FAQ - MaximilianKohler/HumanMicrobiome GitHub Wiki

FAQ - Frequently Asked Questions:

Short link to this page: http://HumanMicrobiome.info/FAQ

Question 1:

What can I do to restore my gut microbiome after taking antibiotics (or after any other type of major perturbation)?

  • Answer:

The standard options are probiotics and a healthy, whole foods diet (which can include prebiotics and fasting).

The current microbiome science generally supports a diet high in a variety of fibrous whole foods, however, there is large person to person variation based on each person's unique gut microbiome. And thus diet may need to be personalized (via elimination diet).

Nearly everything you do/ingest (including exercise and sleep) will impact the gut microbiome. So things like herbs/supplements are of course another thing that can be experimented with. But results will vary significantly from person to person.

One such option is Serum-Derived Bovine Immunoglobulin/protein isolate - EnteraGram.

The above options are all currently extremely limited though.

FMT (fecal microbiota transplant) is a more complete option, but may not be readily available. And current evidence suggests that not even FMT may be able to restore all the damage done by antibiotics.
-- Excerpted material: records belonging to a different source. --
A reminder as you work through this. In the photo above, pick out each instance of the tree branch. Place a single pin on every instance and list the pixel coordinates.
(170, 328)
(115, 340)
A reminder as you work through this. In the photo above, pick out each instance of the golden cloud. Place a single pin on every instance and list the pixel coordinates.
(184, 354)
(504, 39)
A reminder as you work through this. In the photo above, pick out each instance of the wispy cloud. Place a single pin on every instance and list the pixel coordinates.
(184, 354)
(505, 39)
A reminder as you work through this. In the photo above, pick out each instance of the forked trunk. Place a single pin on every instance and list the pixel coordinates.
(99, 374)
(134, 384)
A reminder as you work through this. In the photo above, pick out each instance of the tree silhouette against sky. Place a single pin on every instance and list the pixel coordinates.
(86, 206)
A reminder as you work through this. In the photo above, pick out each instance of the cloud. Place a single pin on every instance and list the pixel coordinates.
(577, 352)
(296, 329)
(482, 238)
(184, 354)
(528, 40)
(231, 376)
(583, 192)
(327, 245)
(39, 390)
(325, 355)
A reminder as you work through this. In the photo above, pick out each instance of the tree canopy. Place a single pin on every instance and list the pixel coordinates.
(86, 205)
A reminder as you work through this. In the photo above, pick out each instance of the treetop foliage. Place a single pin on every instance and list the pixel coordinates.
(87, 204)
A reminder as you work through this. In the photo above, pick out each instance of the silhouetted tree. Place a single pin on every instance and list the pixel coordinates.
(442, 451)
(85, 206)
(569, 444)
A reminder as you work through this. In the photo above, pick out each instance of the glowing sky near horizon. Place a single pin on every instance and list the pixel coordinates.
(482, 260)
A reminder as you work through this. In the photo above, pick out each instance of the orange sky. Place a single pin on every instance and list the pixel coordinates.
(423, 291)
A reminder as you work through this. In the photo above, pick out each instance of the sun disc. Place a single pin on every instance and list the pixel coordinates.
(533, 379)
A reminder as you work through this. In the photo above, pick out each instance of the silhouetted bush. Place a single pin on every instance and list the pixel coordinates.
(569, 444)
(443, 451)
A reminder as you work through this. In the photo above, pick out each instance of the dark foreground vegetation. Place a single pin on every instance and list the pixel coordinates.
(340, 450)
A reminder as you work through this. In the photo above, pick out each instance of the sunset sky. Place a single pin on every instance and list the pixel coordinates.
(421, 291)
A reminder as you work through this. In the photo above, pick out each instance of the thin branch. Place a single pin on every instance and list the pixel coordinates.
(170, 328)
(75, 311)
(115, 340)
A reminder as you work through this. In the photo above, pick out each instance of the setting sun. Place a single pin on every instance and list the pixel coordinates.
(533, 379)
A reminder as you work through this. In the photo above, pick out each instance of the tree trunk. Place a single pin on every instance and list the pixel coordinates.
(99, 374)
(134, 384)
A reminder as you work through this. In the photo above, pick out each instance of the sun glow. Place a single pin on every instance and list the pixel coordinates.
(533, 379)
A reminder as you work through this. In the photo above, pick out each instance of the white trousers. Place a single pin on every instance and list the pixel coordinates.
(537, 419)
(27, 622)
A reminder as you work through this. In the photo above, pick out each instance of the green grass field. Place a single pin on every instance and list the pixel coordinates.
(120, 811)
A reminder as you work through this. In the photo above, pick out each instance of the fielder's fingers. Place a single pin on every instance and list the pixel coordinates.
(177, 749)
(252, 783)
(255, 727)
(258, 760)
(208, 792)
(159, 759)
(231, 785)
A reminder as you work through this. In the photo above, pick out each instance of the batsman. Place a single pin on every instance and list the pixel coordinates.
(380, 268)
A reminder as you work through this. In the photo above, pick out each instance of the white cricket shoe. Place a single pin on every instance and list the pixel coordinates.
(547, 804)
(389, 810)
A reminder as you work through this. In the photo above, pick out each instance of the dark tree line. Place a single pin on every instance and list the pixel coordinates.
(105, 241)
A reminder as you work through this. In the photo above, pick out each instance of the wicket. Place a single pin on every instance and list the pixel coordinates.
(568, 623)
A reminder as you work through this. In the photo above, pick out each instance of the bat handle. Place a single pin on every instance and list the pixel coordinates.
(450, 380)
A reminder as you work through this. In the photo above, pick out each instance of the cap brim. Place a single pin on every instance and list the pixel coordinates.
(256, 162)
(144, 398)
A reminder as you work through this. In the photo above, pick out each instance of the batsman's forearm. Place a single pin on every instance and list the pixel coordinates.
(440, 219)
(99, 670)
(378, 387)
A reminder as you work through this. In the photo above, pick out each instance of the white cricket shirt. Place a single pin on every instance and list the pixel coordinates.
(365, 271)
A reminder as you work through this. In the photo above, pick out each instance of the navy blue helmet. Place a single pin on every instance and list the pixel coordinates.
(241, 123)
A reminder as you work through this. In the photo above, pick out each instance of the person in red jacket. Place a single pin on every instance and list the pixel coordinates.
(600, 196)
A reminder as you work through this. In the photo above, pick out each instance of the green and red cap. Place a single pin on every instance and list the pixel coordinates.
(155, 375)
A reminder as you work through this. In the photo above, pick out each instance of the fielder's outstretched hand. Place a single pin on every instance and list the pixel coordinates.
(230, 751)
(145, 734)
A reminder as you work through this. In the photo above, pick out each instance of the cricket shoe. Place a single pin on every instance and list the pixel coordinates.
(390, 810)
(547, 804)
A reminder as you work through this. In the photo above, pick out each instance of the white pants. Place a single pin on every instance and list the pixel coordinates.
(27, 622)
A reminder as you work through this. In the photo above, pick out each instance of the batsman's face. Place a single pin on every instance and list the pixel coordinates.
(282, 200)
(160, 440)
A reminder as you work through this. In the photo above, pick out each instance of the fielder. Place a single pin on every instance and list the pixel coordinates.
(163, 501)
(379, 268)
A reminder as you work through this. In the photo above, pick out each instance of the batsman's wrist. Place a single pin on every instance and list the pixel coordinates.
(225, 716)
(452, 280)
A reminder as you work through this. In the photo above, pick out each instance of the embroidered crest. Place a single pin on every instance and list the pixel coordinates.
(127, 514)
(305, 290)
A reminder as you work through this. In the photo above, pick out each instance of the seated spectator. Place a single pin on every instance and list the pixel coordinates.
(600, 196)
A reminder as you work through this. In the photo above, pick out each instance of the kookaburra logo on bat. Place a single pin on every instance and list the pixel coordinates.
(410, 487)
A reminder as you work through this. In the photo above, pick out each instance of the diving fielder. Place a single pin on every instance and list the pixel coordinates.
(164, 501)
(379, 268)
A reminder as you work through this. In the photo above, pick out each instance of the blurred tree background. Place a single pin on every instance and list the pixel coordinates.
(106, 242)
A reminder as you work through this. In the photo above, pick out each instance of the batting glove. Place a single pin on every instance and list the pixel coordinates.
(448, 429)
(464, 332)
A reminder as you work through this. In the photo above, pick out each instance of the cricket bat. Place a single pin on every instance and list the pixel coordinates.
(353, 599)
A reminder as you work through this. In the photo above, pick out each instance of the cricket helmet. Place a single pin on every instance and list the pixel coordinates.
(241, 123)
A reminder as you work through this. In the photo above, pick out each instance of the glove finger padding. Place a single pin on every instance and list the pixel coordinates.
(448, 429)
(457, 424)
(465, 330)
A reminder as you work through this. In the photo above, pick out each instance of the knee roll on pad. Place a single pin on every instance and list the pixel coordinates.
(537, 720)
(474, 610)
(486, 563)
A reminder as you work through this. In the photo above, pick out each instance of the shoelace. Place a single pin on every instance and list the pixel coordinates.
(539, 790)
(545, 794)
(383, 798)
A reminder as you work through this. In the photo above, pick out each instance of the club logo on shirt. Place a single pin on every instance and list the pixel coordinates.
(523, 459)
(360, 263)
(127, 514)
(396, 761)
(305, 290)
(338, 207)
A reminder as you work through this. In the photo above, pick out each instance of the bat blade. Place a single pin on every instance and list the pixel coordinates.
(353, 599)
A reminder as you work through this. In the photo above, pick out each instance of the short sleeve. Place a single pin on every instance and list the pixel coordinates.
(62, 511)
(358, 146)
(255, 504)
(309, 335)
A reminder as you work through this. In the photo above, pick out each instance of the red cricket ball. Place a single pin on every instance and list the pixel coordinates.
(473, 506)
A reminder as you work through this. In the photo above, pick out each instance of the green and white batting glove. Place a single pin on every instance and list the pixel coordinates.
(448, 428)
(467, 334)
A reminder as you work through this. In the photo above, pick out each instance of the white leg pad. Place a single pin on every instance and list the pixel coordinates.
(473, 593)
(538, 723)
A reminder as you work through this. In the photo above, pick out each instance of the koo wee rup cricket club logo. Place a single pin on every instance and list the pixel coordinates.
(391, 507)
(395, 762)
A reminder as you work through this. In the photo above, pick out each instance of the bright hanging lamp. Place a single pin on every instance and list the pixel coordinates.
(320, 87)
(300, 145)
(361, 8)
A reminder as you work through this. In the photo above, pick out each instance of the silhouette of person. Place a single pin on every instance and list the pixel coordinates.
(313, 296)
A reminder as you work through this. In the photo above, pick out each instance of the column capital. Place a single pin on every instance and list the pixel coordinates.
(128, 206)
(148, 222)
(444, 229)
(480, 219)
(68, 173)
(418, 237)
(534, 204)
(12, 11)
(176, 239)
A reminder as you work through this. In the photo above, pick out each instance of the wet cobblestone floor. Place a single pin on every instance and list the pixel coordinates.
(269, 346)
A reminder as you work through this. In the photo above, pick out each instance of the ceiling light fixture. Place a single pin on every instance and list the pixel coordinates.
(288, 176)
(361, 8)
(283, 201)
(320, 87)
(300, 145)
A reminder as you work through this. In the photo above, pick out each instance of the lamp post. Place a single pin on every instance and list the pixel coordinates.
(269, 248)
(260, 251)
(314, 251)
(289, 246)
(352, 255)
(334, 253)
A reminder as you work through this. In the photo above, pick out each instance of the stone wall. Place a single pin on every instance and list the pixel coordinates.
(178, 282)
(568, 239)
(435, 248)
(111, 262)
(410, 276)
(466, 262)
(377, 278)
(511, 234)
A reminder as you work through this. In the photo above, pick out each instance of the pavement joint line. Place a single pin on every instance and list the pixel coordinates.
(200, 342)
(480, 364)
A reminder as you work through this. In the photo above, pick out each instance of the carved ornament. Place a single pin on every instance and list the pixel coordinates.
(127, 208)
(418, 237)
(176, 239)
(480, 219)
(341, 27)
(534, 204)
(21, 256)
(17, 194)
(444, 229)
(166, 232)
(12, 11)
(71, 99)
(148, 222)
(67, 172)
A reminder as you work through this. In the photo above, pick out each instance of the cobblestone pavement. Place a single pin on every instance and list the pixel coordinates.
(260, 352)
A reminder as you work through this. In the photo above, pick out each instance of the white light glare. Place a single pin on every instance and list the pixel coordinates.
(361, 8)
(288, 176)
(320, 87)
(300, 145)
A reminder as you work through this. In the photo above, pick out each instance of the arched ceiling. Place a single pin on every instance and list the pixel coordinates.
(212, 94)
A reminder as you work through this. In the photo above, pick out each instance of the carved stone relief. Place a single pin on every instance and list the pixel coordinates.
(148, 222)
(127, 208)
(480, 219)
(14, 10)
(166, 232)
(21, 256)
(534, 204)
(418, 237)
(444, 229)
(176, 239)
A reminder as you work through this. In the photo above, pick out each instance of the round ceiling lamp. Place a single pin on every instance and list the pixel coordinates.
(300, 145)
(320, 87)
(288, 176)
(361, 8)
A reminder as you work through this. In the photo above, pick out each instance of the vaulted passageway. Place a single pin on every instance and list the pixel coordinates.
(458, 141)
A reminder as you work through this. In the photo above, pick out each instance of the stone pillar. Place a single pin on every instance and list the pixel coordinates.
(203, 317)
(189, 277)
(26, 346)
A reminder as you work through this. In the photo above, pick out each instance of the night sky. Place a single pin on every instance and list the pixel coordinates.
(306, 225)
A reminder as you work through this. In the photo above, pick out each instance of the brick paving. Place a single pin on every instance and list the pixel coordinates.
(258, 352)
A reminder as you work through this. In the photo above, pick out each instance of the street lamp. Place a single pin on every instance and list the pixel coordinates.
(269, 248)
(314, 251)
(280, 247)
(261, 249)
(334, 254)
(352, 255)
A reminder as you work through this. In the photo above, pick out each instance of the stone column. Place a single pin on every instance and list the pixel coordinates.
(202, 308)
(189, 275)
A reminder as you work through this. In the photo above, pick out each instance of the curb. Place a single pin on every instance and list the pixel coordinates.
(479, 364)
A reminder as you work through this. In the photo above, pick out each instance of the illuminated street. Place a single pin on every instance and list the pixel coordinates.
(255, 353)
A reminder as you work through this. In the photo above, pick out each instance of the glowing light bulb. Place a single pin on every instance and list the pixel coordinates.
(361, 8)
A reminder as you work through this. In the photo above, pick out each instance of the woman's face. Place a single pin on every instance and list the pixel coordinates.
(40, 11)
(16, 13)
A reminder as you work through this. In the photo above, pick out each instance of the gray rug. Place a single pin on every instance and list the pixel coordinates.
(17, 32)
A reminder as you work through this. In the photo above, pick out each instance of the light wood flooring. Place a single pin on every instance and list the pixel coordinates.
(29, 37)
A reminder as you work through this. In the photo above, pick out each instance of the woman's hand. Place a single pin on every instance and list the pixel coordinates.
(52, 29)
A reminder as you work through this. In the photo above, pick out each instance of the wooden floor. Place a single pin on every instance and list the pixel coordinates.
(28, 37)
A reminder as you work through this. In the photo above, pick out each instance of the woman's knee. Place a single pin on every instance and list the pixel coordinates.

So the most important thing is to avoid unnecessary antibiotics.

For FMT, you can help push for high quality donor availability [1][2].

And/or help take things into our own hands [1].


Question 2:

What about autologous FMT? Freeze my stool before antibiotics then use it for FMT afterwards?

  • Answer:

  1. You risk reinfection with whatever pathogen you took the antibiotics for. Or if not a specific pathogen, you are putting back microbes that were not protective and may have contributed to the condition.
  2. The vast majority of the population is in poor health and have dysbiotic gut microbiomes, and thus, the vast majority of the population would be better off not using their own stool for FMT, but rather FMT from someone who qualifies as a high quality donor.
  3. One study showed high rate of adverse events for autologous FMT.

A reasonable situation to use aFMT would be if you are in great health, have good type 2-4 bowel movements, and you are prescribed prophylactic antibiotics for something. You could then freeze your stool, take the med, and do aFMT afterwards.


Question 3:

What can I do generally to try and maintain or develop a healthy gut microbiome?

  • Answer:

  1. Avoid unnecessary antibiotic use [1], and C-sections [1].
  2. Breastfeed for as long as possible [1].
  3. Eat a healthy, whole foods diet [1].
  4. Exercise [1].
  5. Sleep well [1].
  6. Avoid various environmental pollutants as much as possible [1].

Question 4:

I heard probiotics don't generally colonize and thus prebiotics are better. Is this true?

  • Answer:

Both probiotics and prebiotics modulate the gut microbiome. In fact, virtually everything you do or ingest changes the gut microbiome. Probiotics modulate the gut microbiome by adding microbes. Prebiotics modulate the gut microbiome by changing the percentages of what's already there, based on which microbes most readily feed on the substrate you ingest. Both prebiotics and probiotics have the potential to be beneficial or harmful, depending on person to person variation based on each person's unique gut microbiome.

Most current probiotics do not colonize, but they have a variety of other mechanisms, and can cause short-term or long-term shifts and impacts.


Question 5:

Do you need to take prebiotics with probiotics?

  • Answer:

No. Probiotics have been shown to be beneficial on their own [1]. Synbiotics are specific pairs of pre and pro biotics that are synergistic.

A healthy, whole foods diet is important, but it is its own thing.